By far, the most important means of monitoring a patient's glycemic control is clinical signs! The cat should become less PU/PD and polyphagic and the weight loss should stabilize. Use of the glucose curve to evaluate the degree glycemic control and to identify potential causes of lack of glycemic control is well-established. However, glucose curves in cats are notoriously difficult because of stress hyperglycemia which can be as high as 350 mg/dl in some cases. Furthermore, cats may be reluctant to eat in the hospital environment making an accurate assessment of their glycemic control difficult to ascertain. Although having the owner feed the cat and administer the insulin at home is an option, it is ideal to evaluate the pre-meal/pre-insulin glucose level. This has led to an increasing number of owners generating glucose curves at home as a less stressful, and potentially more accurate, management tool. The latter has been questioned in a study of cats in which curves generated at home differed from those generated in-hospital. In that study, recommendations regarding dosage changes based on in-hospital curves would have differed 38% of the time from those based on glucose curves generated at home. Another study showed that there is also significant day-to-day variability even in those glucose curves generated at home. These disadvantages may be outweighed by convenience for the owner and better compliance with the management of the cat. What is most important about home monitoring is to ensure that owners are not making adjustments of insulin without consultation with the veterinarian. Secondly, the veterinarian should be compensated for the patient management and glucose curve interpretation even though the glucose curve is being generated at home.

Selected References

Zoran DL. The carnivore connection to nutrition in cats. J Vet Med Assoc, 2002; 221(11): 1559-1560.

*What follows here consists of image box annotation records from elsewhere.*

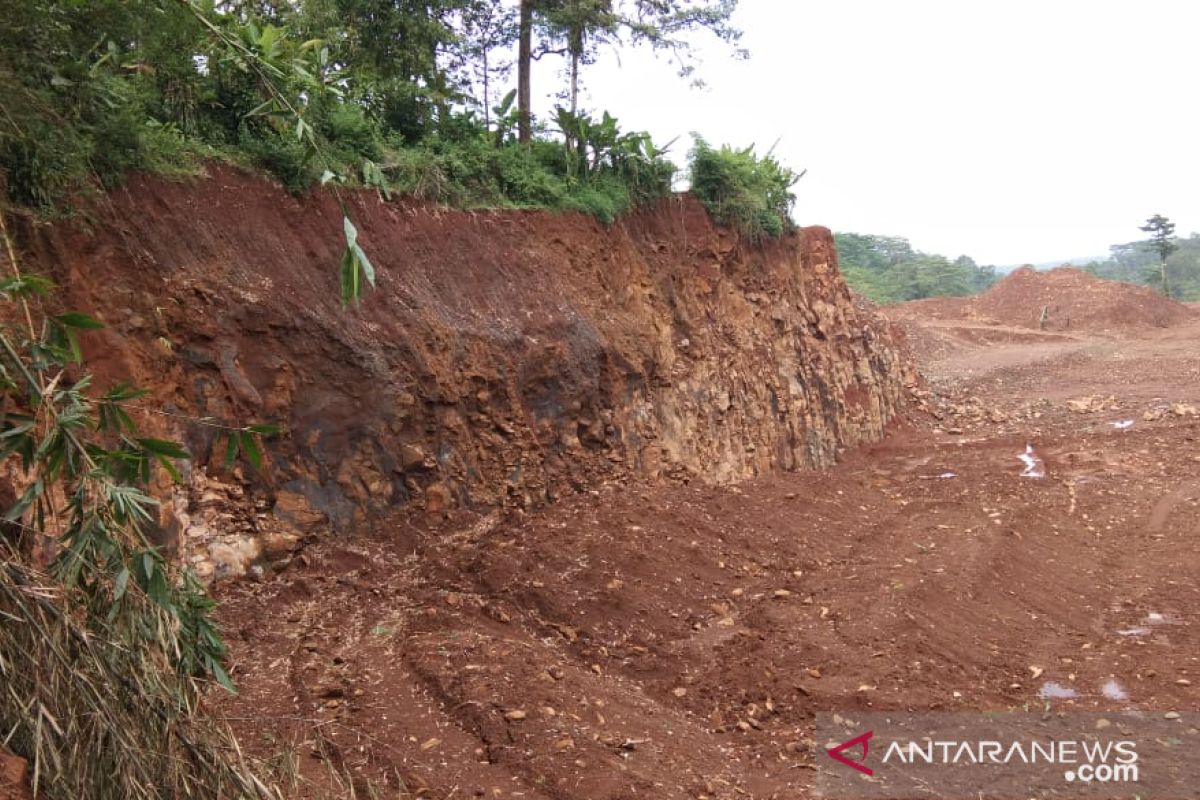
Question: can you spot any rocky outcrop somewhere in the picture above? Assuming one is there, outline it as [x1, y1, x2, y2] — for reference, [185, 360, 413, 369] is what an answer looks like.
[22, 168, 902, 575]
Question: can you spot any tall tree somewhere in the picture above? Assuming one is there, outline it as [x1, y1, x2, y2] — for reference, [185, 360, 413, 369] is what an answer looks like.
[1139, 213, 1180, 297]
[517, 0, 536, 144]
[517, 0, 745, 142]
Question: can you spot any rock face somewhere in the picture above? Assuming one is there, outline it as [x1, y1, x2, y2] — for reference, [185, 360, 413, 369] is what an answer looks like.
[22, 168, 904, 573]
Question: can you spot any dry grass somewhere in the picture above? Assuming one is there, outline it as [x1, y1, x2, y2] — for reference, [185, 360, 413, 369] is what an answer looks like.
[0, 551, 281, 800]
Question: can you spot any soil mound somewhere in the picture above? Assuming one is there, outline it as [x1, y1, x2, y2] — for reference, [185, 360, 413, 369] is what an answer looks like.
[972, 266, 1195, 331]
[887, 266, 1196, 332]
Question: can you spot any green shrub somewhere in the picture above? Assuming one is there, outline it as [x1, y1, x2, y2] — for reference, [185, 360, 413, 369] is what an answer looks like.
[563, 178, 630, 225]
[318, 103, 382, 161]
[689, 136, 799, 242]
[496, 145, 566, 207]
[238, 127, 320, 193]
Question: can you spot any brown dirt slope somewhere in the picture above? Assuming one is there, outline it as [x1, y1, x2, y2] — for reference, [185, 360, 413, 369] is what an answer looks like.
[214, 314, 1200, 800]
[11, 167, 901, 582]
[888, 266, 1195, 332]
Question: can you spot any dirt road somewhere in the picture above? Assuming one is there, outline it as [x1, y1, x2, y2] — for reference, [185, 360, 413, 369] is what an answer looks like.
[214, 316, 1200, 800]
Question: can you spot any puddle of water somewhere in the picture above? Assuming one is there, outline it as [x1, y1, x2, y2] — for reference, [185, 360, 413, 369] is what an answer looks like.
[1016, 445, 1046, 477]
[1038, 680, 1079, 700]
[1100, 678, 1129, 700]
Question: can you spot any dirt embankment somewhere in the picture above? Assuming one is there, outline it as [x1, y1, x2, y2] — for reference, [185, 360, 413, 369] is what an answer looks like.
[889, 266, 1195, 333]
[882, 266, 1198, 377]
[14, 168, 901, 582]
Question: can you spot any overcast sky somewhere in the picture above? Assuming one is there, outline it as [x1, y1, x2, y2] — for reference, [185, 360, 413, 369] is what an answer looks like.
[547, 0, 1200, 265]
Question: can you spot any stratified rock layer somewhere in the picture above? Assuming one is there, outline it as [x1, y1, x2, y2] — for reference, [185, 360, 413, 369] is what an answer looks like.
[22, 168, 902, 568]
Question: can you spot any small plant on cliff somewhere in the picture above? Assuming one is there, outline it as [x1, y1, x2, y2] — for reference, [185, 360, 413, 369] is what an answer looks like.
[0, 215, 272, 799]
[689, 134, 804, 242]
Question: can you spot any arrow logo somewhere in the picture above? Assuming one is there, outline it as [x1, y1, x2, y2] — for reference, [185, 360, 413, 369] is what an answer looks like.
[826, 730, 875, 775]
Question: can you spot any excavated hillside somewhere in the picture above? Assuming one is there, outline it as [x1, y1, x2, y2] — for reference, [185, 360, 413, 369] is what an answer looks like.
[889, 266, 1195, 333]
[20, 167, 912, 585]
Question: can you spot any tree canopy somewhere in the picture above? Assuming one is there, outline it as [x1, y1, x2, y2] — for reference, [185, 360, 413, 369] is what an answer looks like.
[834, 233, 997, 303]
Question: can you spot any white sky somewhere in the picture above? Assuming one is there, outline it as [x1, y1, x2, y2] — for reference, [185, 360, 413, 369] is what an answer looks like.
[534, 0, 1200, 265]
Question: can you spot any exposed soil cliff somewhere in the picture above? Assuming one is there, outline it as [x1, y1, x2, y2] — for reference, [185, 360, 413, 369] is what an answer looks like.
[14, 168, 902, 572]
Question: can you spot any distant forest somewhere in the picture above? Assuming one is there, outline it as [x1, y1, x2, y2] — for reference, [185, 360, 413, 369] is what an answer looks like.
[1082, 234, 1200, 301]
[834, 234, 1200, 303]
[834, 234, 1000, 303]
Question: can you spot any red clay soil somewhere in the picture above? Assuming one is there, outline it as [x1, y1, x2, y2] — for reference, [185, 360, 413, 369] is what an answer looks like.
[212, 309, 1200, 800]
[20, 166, 902, 544]
[0, 746, 34, 800]
[888, 266, 1195, 333]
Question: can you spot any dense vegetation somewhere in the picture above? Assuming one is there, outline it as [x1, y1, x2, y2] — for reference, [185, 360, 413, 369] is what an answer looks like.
[0, 0, 790, 239]
[1084, 227, 1200, 301]
[834, 234, 997, 303]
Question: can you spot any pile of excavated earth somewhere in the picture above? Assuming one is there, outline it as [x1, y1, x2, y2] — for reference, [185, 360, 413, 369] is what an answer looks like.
[888, 266, 1198, 367]
[11, 175, 1200, 800]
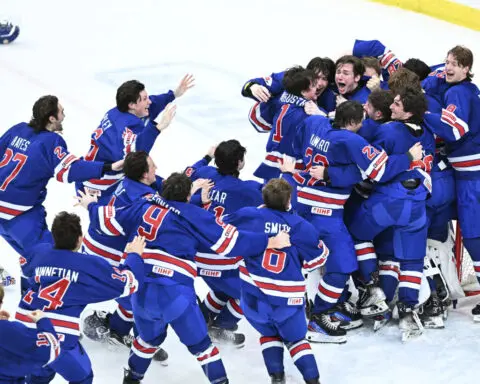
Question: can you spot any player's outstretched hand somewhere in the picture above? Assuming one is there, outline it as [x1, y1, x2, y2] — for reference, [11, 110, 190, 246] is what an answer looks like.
[173, 73, 195, 98]
[74, 188, 98, 209]
[157, 103, 177, 132]
[303, 100, 327, 116]
[277, 155, 296, 173]
[27, 310, 45, 323]
[125, 236, 145, 256]
[250, 84, 271, 103]
[267, 231, 292, 249]
[408, 143, 423, 161]
[112, 159, 125, 172]
[0, 309, 10, 320]
[309, 165, 325, 180]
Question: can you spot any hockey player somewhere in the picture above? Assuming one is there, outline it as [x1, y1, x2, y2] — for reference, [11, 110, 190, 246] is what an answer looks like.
[0, 286, 60, 384]
[254, 67, 317, 181]
[285, 101, 422, 343]
[76, 75, 194, 204]
[242, 57, 335, 133]
[82, 173, 290, 384]
[347, 88, 434, 339]
[186, 140, 263, 347]
[15, 212, 145, 384]
[0, 96, 123, 289]
[0, 20, 20, 44]
[425, 46, 480, 320]
[225, 179, 328, 384]
[79, 151, 168, 364]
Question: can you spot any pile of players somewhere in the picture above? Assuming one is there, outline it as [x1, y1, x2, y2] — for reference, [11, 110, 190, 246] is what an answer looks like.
[0, 33, 480, 384]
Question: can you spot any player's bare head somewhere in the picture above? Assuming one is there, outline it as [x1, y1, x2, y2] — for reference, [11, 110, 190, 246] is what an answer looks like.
[307, 57, 335, 90]
[162, 172, 192, 203]
[117, 80, 151, 118]
[262, 179, 292, 211]
[390, 87, 427, 124]
[445, 45, 473, 83]
[388, 68, 422, 95]
[52, 211, 82, 251]
[360, 56, 382, 77]
[365, 89, 393, 121]
[335, 55, 365, 95]
[28, 95, 64, 132]
[283, 66, 317, 100]
[214, 140, 247, 177]
[403, 59, 432, 81]
[123, 151, 151, 181]
[333, 100, 364, 132]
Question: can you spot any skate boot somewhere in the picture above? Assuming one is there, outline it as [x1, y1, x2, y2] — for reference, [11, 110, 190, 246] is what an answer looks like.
[208, 325, 245, 348]
[270, 372, 287, 384]
[307, 311, 347, 344]
[397, 302, 423, 342]
[358, 284, 388, 318]
[331, 301, 363, 331]
[419, 292, 445, 329]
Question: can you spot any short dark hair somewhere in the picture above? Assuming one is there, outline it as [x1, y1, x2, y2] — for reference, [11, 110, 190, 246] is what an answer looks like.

Brand Miller JC, Colagiuri S. The carnivore connection: dietary carbohydrate in the evolution of NIDDM. Diabetologica 1994;37:1280-1286.

Feldman EC, Nelson RW (eds). Feline Diabetes Mellitus. In Canine and Feline Endocrinology and Reproduction, 3rd ed. St Louis, MO: WB Saunders 2004;539-579.

Marshall RD, Rand JS. Treatment with insulin glargine results in higher remission rates than lente or protamine zinc insulins in newly diagnosed diabetic cats (abstract). J Vet Int Med 2005;19:425.

Casella M, Wess G, Hassig M, et al. Home monitoring of blood glucose concentration by owners of diabetic dogs. J Sm Anim Pract 2005;44:298-305.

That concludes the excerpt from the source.